CrossFit is the workout regimen with a goal to optimize fitness in a broad and inclusive way, designed for any age and agility level. According to its website, CrossFit’s “specialty is not specializing.”

K-State CrossFit follows the same principles as the national program. Christian Larson, kinesiology professor and CrossFit trainer, said all you have to do is walk into a K-State CrossFit program, housed in Natatorium 4, to see that what level you fit into, and you’ll be welcomed and included.

According to K-State CrossFit’s website, CrossFit combines skills such as cardio, strength, flexibility, power, speed, coordination and balance.

To Larson, an individual’s goals are the most important aspect of any physical training. Specifically, he said it depends on what you’re looking for to determine if CrossFit is right for you. Just as running isn’t the ideal training for someone looking to get stronger, if you’re looking to compete in powerlifting, CrossFit isn’t for you.

“If someone wants to become broadly adapted in strength, power and aerobic endurance, CrossFit might be a good fit,” Larson said.

As someone who believes physical activity improves lives, Larson said he’s for anything that helps people become more physically active.

Another benefit of the CrossFit program, especially at K-State, is the quality of coaches. According to Larson, the program’s trainers are skilled and knowledgeable, and hold doctorates and masters in kinesiology, as well as certifications in CrossFit, TRX military instruction and other training programs.

K-State CrossFit is very intertwined with K-State and its kinesiology program. The space is shared with the Functional Intensity Lab of Katie Heinrich, assistant professor of kinesiology. The lab recently received a grant to evaluate the current Army Physical training methodology with CrossFit training, according to Larson.

Jake Frye, senior in nutrition and kinesiology, is K-State’s CrossFit Club president. As someone who previously loved to lift weights and hated cardio, Frye found that CrossFit is one of the most fun and rewarding ways to exercise. He said that the constant variation keeps it from getting boring, and he’s gotten both stronger and better with endurance activities than before he participated in CrossFit.

Haley Pitko, junior in nutrition and kinesiology, said she’s never done a CrossFit program, but added that it seems like a good mix between endurance and strength.

“I have heard a lot of good things about and I definitely want to try it one day,” Pitko said.

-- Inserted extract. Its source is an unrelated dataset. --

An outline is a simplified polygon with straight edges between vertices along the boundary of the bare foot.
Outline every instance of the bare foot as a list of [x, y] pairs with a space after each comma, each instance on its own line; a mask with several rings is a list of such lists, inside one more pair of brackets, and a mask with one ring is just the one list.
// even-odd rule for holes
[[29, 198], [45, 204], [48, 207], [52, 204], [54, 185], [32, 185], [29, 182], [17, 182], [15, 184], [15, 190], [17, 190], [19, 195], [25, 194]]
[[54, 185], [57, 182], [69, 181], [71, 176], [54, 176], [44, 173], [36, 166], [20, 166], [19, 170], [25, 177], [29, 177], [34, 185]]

One reason Frye enjoys CrossFit is that the workouts are typically done in a group setting. Frye said though that it doesn’t have to be done in a group, and it’s not like your typical Zumba group class; it really forms a community, and a group of friends is a totally different feeling than a group of strangers.

To Frye, the biggest problem he sees with CrossFit is people’s attitudes.

“People aren’t willing to find out what the mindset is behind the programming and it’s philosophy on fitness, due to negative connotations placed on CrossFit by other people in the community,” Frye said.

Those willing to push past those connotations, and pay up to $80 a month, can find that K-State CrossFit is open to the entire Manhattan community every Saturday at 10 a.m. in Natatorium 4.

“Take a friend with you,” Frye said. “Who knows, you may even have a little fun while you work out.”